In a tweet sent out by SpaceIL, the group revealed that it’s not targeting the Moon for its next attempt, despite saying so in the wake of its previous try. It’s strange, but things became even more bizarre when the company released a statement on its decision.

As the Associated Press reports, the company’s statement not only hails its crash landing on the Moon as “an exceptional success” but goes on to call a second Moon landing attempt “not enough of a challenge.”

Okay, let’s take a step back here.

SpaceIL’s Beresheet spacecraft broke a number of records during its journey. The scientists behind the mission did an incredible job and managed to send the lander to the Moon at a bare minimum of expense while pioneering new techniques along the way. That’s all fantastic, and the team should be commended.
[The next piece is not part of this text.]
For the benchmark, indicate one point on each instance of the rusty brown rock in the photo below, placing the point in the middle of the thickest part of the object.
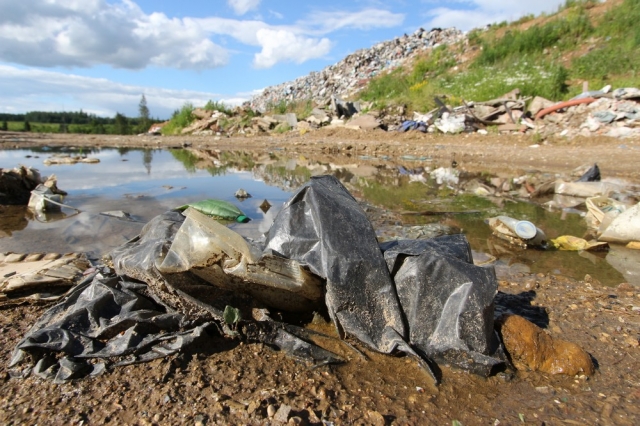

But Beresheet was a lunar lander, and it never landed. It crashed. An errant “manual command” is said to have caused the spacecraft to shut down at the worst possible moment, and by the time it was fired back up it was already too close to the lunar surface and moving too fast to prevent a collision. It didn’t accomplish its ultimate goal, no matter how you frame it.

The group hasn’t offered any concrete information on what it actually plans to do next now that it has canceled its Moon plans, but it’s more than a little silly to suggest that returning to the Moon would somehow be so easy that it’s not worthy of SpaceIL’s time. Saying so is foolish, and it’s a bit of a slap in the face to other scientists and engineers who not only sent spacecraft to the Moon, but actually landed them.

In any case, SpaceIL has kind of dug itself into a hole here, and whatever it chooses to do next better be truly incredible, lest the group look even more silly than it already does.